Mostly whimsical reflections on life
Darrell Winfield died January 12. He was better known as the Marlboro Man.
Others had been tried, including some guy who had to be lifted by a crane onto a horse for every commercial take. But Winfield was the real deal– an actual wrangler who wore his own clothes in ads and smoked Marlboros until the very end. He was 85.
Nothing epitomizes the marketing prowess of Big Tobacco than the Marlboro Man. As its brand symbol and personality, Winfield helped Marlboro become the best-selling cigarette in the world, a position it still holds.
Winfield wasn’t a model or someone roaming around Wyoming looking for a job. A Chicago advertising agency spotted him in the herd of cowboys and decided on the spot he was the “Man.”
For smokers and nonsmokers alike, Winfield as the Marlboro Man came to symbolize the cool guy who smoked. He wore a Stetson like a BMW driver wears gloves. He was comfortable with a lariat on his shoulder. And he had a look that some called “noble” and others described as a “modern Odysseus.” The Marlboro Man was intentionally marketed as the guy every guy wanted to be like.
It helped that Winfield actually knew how to rope a calf and ride a horse. His weather-worn face proved he was no home boy or office clerk. A it turned out, Winfield’s parents were destitute farmers who moved from Oklahoma to escape the Dust Bowl. He didn’t bear any bitterness, but he also didn’t take life too seriously. He played poker, teased friends and read books about the Wild West. You might say, Winfield was just a regular guy.
As the Marlboro Man, Winfield was bereft of a home and a name. “That guy” was scraped out of the earth and put on a smoke-shrouded pedestal. In real life, Winfield married at age 18, fathered six children and enjoyed his grandchildren, three of whom he and his wife raised.
Getting the right light and the perfect pose took hours of patient waiting, which Winfield took in stride. Waiting is part of every real cowboy’s life.
Winfield never got puffed about his celebrity status, which plastered him on billboards all over the globe. Instead of hanging out with Hollywood stars at pool parties, Winfield adopted the Native American custom of sweats. Many locals in his home town called him by his Indian name, Strong Mountain.
Smoking has been linked to the deaths and debilitation of untold numbers of people. Winfield remained healthy most of his life, despite loyally smoking Marlboros. He suffered a failing vascular system and, later, a stroke, which probably was caused in part by smoking. Four of his predecessors in the saddle as Marlboro Men died of lung cancer, emphysema or related pulmonary diseases.
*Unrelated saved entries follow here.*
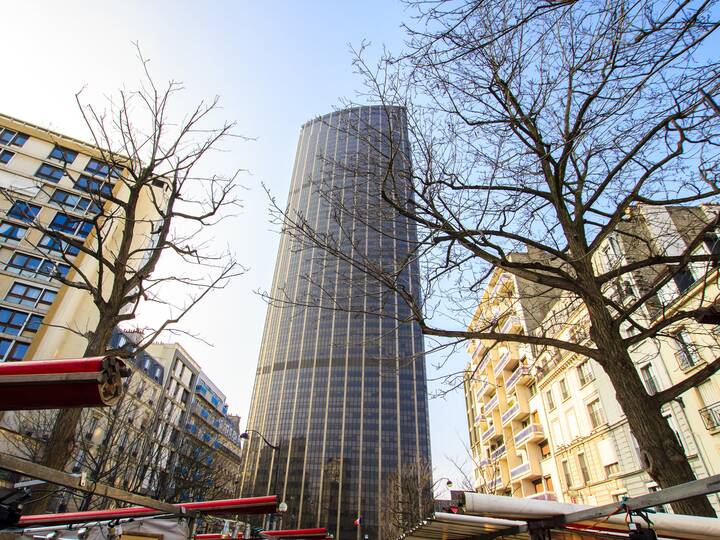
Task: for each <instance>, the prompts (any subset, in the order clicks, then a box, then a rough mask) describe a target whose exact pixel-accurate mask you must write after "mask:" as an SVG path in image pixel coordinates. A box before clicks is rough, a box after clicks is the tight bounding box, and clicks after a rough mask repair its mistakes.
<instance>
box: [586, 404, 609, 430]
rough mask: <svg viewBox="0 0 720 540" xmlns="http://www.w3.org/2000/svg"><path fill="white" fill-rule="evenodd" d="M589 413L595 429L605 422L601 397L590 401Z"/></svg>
mask: <svg viewBox="0 0 720 540" xmlns="http://www.w3.org/2000/svg"><path fill="white" fill-rule="evenodd" d="M588 414H589V415H590V425H592V427H593V429H595V428H596V427H598V426H599V425H601V424H603V423H604V422H605V420H604V419H603V414H602V407H601V406H600V400H599V399H596V400H595V401H591V402H590V403H588Z"/></svg>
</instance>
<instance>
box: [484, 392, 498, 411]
mask: <svg viewBox="0 0 720 540" xmlns="http://www.w3.org/2000/svg"><path fill="white" fill-rule="evenodd" d="M498 403H500V398H499V397H498V395H497V394H495V395H494V396H493V397H491V398H490V401H488V402H487V403H486V404H485V412H488V413H489V412H490V411H492V410H493V409H494V408H495V407H497V404H498Z"/></svg>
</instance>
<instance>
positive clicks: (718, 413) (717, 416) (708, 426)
mask: <svg viewBox="0 0 720 540" xmlns="http://www.w3.org/2000/svg"><path fill="white" fill-rule="evenodd" d="M700 418H702V419H703V422H704V423H705V427H706V428H707V429H708V430H710V431H714V430H716V429H718V428H720V401H718V402H716V403H713V404H712V405H708V406H707V407H705V408H703V409H700Z"/></svg>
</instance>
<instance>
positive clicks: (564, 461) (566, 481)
mask: <svg viewBox="0 0 720 540" xmlns="http://www.w3.org/2000/svg"><path fill="white" fill-rule="evenodd" d="M562 468H563V476H564V477H565V486H566V487H567V488H569V487H570V486H572V485H573V479H572V473H571V472H570V464H569V463H568V461H567V460H563V462H562Z"/></svg>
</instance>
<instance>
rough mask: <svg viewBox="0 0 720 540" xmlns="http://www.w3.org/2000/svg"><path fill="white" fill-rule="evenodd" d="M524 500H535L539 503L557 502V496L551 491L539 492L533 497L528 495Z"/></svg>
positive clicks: (531, 495)
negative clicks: (537, 501) (541, 501)
mask: <svg viewBox="0 0 720 540" xmlns="http://www.w3.org/2000/svg"><path fill="white" fill-rule="evenodd" d="M525 498H526V499H536V500H539V501H557V495H555V492H553V491H541V492H540V493H535V494H534V495H528V496H527V497H525Z"/></svg>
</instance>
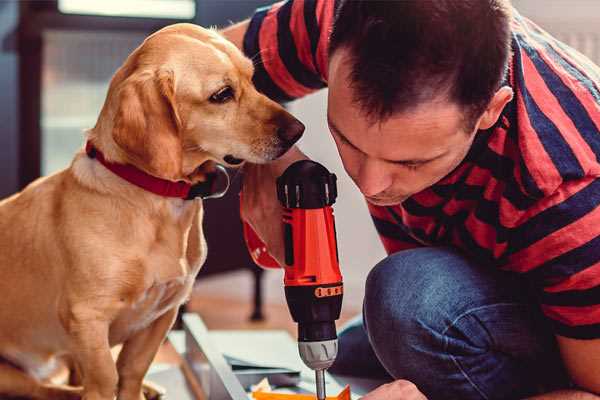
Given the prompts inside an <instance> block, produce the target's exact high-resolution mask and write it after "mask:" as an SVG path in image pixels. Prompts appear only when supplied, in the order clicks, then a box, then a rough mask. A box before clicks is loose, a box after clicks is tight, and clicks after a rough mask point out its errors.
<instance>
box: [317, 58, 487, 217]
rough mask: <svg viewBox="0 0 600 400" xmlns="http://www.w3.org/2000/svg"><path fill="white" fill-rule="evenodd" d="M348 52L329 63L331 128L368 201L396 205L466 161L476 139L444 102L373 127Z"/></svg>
mask: <svg viewBox="0 0 600 400" xmlns="http://www.w3.org/2000/svg"><path fill="white" fill-rule="evenodd" d="M345 56H346V53H345V50H343V49H340V50H337V51H336V52H335V53H334V54H333V56H332V58H331V60H330V64H329V97H328V114H327V119H328V124H329V129H330V131H331V134H332V136H333V138H334V140H335V143H336V145H337V148H338V151H339V153H340V156H341V158H342V162H343V164H344V168H345V169H346V172H347V173H348V175H349V176H350V177H351V178H352V180H353V181H354V182H355V183H356V185H357V186H358V188H359V189H360V191H361V192H362V193H363V194H364V195H365V197H366V198H367V200H368V201H369V202H370V203H372V204H375V205H380V206H385V205H395V204H399V203H401V202H403V201H404V200H406V199H407V198H408V197H410V196H412V195H413V194H415V193H418V192H420V191H422V190H423V189H425V188H427V187H429V186H432V185H433V184H435V183H436V182H438V181H439V180H440V179H442V178H443V177H444V176H446V175H447V174H448V173H450V172H451V171H452V170H453V169H454V168H456V166H458V164H460V162H461V161H462V160H463V159H464V157H465V156H466V154H467V152H468V151H469V148H470V146H471V144H472V142H473V139H474V137H475V130H474V131H473V132H465V126H464V125H465V124H464V122H463V116H464V114H463V112H462V111H461V109H460V107H459V106H458V105H456V104H453V103H451V102H448V101H447V100H444V99H440V100H436V101H431V102H428V103H425V104H421V105H419V106H418V107H416V108H414V109H413V110H410V111H406V112H401V113H397V114H394V115H392V116H391V117H390V118H389V119H387V120H385V121H383V122H375V123H372V121H371V120H370V119H368V118H367V117H366V115H365V113H364V111H363V110H362V109H361V108H360V106H359V105H357V104H356V103H355V102H354V100H353V93H352V90H353V89H351V88H350V84H349V82H350V81H349V72H350V65H349V63H348V61H347V59H345Z"/></svg>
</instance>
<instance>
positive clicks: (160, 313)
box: [110, 276, 193, 344]
mask: <svg viewBox="0 0 600 400" xmlns="http://www.w3.org/2000/svg"><path fill="white" fill-rule="evenodd" d="M192 285H193V277H191V276H187V277H181V278H176V279H172V280H169V281H166V282H156V283H154V284H153V285H152V286H150V287H149V288H148V289H146V290H145V291H144V292H142V293H140V294H139V295H138V296H137V297H136V298H133V299H131V300H130V301H128V302H127V304H125V305H124V306H123V309H122V311H121V312H120V313H119V316H118V318H117V319H116V320H115V321H114V322H113V324H112V325H111V334H110V341H111V344H117V343H121V342H124V341H125V340H127V339H128V338H129V337H131V336H132V335H133V334H135V333H136V332H139V331H140V330H142V329H145V328H147V327H148V326H150V325H151V324H152V323H153V322H154V321H155V320H157V319H158V318H160V317H161V316H162V315H163V314H164V313H165V312H167V311H168V310H170V309H172V308H175V307H179V305H180V304H182V303H183V302H184V301H185V300H186V298H187V297H188V296H189V293H190V291H191V288H192Z"/></svg>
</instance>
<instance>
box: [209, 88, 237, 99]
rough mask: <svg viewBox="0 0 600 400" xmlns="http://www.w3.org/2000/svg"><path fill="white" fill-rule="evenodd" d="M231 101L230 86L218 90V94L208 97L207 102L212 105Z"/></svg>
mask: <svg viewBox="0 0 600 400" xmlns="http://www.w3.org/2000/svg"><path fill="white" fill-rule="evenodd" d="M231 99H233V89H232V88H231V86H225V87H224V88H222V89H219V91H218V92H216V93H214V94H213V95H212V96H210V99H209V100H210V101H211V102H212V103H226V102H228V101H229V100H231Z"/></svg>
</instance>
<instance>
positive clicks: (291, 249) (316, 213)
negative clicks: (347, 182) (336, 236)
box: [283, 206, 342, 286]
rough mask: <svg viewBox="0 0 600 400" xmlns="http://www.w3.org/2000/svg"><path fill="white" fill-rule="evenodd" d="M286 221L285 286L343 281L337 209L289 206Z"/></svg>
mask: <svg viewBox="0 0 600 400" xmlns="http://www.w3.org/2000/svg"><path fill="white" fill-rule="evenodd" d="M283 223H284V237H285V242H286V243H285V245H286V251H285V254H286V256H285V258H286V259H285V263H286V265H285V278H284V284H285V286H308V285H327V284H335V283H341V282H342V275H341V273H340V266H339V260H338V252H337V243H336V237H335V221H334V217H333V209H332V208H331V207H330V206H327V207H323V208H317V209H299V208H286V209H284V213H283Z"/></svg>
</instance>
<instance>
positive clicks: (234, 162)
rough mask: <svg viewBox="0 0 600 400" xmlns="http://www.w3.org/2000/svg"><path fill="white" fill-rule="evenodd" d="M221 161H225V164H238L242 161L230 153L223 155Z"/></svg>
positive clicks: (242, 161)
mask: <svg viewBox="0 0 600 400" xmlns="http://www.w3.org/2000/svg"><path fill="white" fill-rule="evenodd" d="M223 161H225V162H226V163H227V164H231V165H239V164H241V163H243V162H244V160H243V159H241V158H236V157H234V156H232V155H231V154H227V155H226V156H225V157H223Z"/></svg>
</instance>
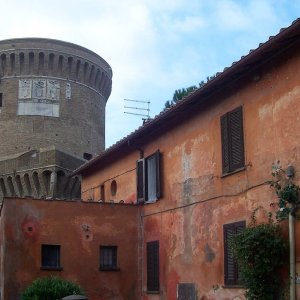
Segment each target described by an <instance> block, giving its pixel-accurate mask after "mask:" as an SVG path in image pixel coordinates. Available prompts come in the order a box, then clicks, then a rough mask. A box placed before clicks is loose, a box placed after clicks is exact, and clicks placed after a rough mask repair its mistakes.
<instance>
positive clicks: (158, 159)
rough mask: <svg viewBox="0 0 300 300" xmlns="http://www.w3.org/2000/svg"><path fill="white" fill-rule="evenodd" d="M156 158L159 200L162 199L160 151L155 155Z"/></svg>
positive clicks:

Eric Lawson, one of the four, joined the anti-smoking movement and parodied his role.
You almost can imagine Winfield, alone on horseback in some field, chuckling to himself about the notoriety and money he earned for literally being himself. He was the Marlboro Man to the world, but Darrell Winfield to his family and friends. He was a cowboy and a father. He just happened to be Big Tobacco’s perfect role model.
His advertising image reinforced Marlboro’s message that it is manly to smoke. I would like to believe Winfield went along with the illusion, but didn’t buy the premise. He smoked for the same reason as other people who smoke – they are hooked. That’s the ugly secret that a billboard can’t hide.